PRINCIPLE CONTRIBUTIONS

After many years of continuous investigation into modification of the cornea (eg, corneal resections for the management of astigmatism, refractive lamellar grafts with and without freezing, the use of a cryolathe),2 two of Professor José Ignacio Barraquer's principle contributions to refractive keratoplasty occurred. In 1964, he introduced keratomileusis (ie, Greek for sculptured cornea)3 and an even more sophisticated technique, keratophakia (ie, Greek for corneal lens).
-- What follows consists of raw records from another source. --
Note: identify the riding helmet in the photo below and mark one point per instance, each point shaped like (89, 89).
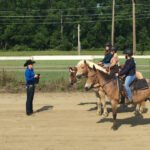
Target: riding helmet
(128, 51)
(113, 48)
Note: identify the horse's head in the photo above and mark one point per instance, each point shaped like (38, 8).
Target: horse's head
(82, 69)
(92, 78)
(73, 71)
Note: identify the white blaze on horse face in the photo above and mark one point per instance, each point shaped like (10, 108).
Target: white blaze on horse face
(81, 70)
(88, 85)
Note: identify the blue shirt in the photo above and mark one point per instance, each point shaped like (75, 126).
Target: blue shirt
(107, 58)
(29, 76)
(129, 68)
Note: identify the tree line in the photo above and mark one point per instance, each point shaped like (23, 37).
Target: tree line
(51, 24)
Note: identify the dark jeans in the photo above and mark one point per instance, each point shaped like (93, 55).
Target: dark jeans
(30, 96)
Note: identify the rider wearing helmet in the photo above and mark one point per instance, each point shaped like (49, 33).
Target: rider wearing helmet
(129, 70)
(106, 61)
(114, 62)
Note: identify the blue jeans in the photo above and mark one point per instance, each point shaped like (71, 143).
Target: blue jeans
(128, 81)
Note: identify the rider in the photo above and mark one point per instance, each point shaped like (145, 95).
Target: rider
(114, 62)
(129, 70)
(106, 60)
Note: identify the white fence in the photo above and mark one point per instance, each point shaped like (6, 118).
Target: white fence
(68, 57)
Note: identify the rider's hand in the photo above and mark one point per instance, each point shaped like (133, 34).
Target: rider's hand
(36, 76)
(117, 74)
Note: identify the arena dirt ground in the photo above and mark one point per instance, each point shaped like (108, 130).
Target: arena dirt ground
(68, 121)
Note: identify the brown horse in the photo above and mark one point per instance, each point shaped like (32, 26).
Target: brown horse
(110, 87)
(81, 70)
(73, 71)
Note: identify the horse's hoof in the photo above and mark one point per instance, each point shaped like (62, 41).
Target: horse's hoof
(105, 115)
(143, 111)
(99, 113)
(114, 127)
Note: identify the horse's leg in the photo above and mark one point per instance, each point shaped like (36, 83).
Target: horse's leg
(105, 112)
(114, 112)
(142, 107)
(99, 103)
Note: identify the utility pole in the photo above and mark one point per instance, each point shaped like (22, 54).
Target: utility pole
(134, 26)
(79, 44)
(61, 22)
(113, 24)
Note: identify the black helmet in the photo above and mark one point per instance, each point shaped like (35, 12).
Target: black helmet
(28, 62)
(108, 45)
(128, 51)
(113, 48)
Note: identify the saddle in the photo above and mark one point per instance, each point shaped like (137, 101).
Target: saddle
(139, 84)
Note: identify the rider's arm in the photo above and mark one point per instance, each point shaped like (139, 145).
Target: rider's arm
(127, 67)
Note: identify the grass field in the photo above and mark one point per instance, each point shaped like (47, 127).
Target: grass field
(51, 70)
(56, 52)
(54, 74)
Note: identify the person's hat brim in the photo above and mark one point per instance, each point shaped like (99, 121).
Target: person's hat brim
(29, 62)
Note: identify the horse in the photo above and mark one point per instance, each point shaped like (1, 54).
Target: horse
(110, 87)
(73, 71)
(82, 69)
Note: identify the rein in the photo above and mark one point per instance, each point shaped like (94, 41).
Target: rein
(107, 83)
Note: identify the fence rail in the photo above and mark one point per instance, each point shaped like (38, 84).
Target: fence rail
(68, 57)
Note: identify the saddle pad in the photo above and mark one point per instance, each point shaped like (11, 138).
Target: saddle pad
(140, 84)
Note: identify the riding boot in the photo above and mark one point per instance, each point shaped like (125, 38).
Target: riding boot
(129, 101)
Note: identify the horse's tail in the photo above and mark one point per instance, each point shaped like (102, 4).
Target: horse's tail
(139, 75)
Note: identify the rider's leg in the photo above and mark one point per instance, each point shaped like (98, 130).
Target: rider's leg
(128, 81)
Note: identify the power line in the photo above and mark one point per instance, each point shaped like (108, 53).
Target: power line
(82, 8)
(76, 22)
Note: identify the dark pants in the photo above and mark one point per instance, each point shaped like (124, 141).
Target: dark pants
(30, 96)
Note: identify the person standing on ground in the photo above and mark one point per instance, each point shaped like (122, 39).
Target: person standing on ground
(30, 85)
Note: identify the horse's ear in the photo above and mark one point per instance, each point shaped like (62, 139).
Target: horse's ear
(85, 62)
(75, 69)
(89, 67)
(94, 68)
(70, 69)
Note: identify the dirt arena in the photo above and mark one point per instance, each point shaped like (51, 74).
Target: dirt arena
(68, 121)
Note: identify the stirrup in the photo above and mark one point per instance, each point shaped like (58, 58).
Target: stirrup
(128, 102)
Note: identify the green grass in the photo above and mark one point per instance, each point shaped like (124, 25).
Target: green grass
(54, 70)
(54, 74)
(57, 52)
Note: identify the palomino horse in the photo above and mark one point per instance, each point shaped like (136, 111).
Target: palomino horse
(110, 87)
(82, 70)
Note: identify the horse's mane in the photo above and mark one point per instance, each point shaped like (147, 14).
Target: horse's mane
(91, 64)
(106, 75)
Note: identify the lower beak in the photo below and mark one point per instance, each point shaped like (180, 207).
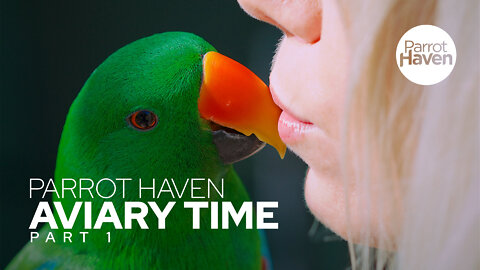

Keratomileusis. This is an autoplastic procedure for the correction of ametropia. The basis of the operation is to remove, modify, and reinsert the corneal disc into the patient's eye. After fixation with a pneumatic fixation ring, a special microkeratome separates a parallel-faced corneal disk from the anterior layers of the cornea. The microkeratome operates on the principle of a carpenter's plane, shaving the parallel-faced corneal disk,5 which is then frozen and carved with a special lathe according to computer measurements.

PRINCIPLE CONTRIBUTIONS

In the 1970s, Fyodorov saw a young myopic boy with corneal injuries caused by glass fragments. After the injury healed, Fyodorov found the boy's vision was actually better than before the injury. He theorized the radial cuts flattened the cornea. Although a Japanese surgeon had already attempted refractive surgery by making incisions from within the eye, Fyodorov developed radial keratotomy by calculating how to make radial incisions on the anterior surface of the cornea to change its shape. His colleagues did not share his enthusiasm, however. "Slava Fyodorov gave me the original manuscript of refractive keratectomy," Arnott said. "I took it back to England. I sent it off to the editor of the American Journal of Ophthalmology, and they considered it unworthy for publication." Despite opposition, Fyodorov continued to refine the procedure and taught it to others.

PRINCIPLE CONTRIBUTIONS

Three researchers at the IBM ® Thomas J. Watson Research Center in Yorktown, New York—Samuel Blum, Rangaswamy Srinivasan and James J. Wynne—had been exploring new ways to use the excimer laser that had been recently acquired by their laser physics and chemistry group. Blum was an expert in materials science; Srinivasan was a photochemist with 21 US patents to his name; and Wynne was a physicist, who was the manager of the group at IBM. The excimer laser uses reactive gases, such as chlorine and fluorine, mixed with inert gases, such as argon, krypton and xenon. When electrically excited, the gas mixture emits energetic pulses of ultraviolet light, which can make very precise, minute changes to irradiated material, such as polymers.

PRINCIPLE CONTRIBUTIONS

Upon learning of the IBM work, ophthalmologist Stephen Trokel, affiliated with Columbia Presbyterian Medical Center in New York City, came to the Watson Research Center in the summer of 1983 to collaborate on experiments with Srinivasan and researcher Bodil Braren. Trokel, Srinivasan, and Braren wrote a paper introducing the idea of using the laser to reshape or sculpt the cornea (the clear covering on the front of the eye) in order to correct refractive errors, such as myopia or hyperopia. Their paper, published in a major ophthalmology journal in December 1983, launched a worldwide program of research to develop excimer laser-based refractive surgery. New York City ophthalmologist, Steven Trokel made the connection to the cornea and performed the first laser surgery on a patient's eyes in 1987. The next ten years were spent perfecting the equipment and the techniques used in laser eye surgery. In 1996, the first Excimer laser for ophthalmic refractive use was approved in the United States.

PRINCIPLE CONTRIBUTIONS

With the development of precise surgical cutting instruments, the use of the excimer laser could be combined with an incision to produce a particular surgical result. It has become, by far, the most commonly performed refractive surgery procedure used today. During LASIK the surgeon first creates a thin corneal flap using a device called a microkeratome. The corneal flap is lifted up, and the excimer laser beam is applied to the exposed interior surface of the cornea to reshape the tissue. The flap is then replaced over the treated area. This corneal flap serves a natural bandage, which eliminates the discomfort associated with other types of refractive surgery, and expedites the healing process. Because of the extraordinary bonding properties of the corneal tissue, stiches are not needed to keep the flap in place after LASIK surgery.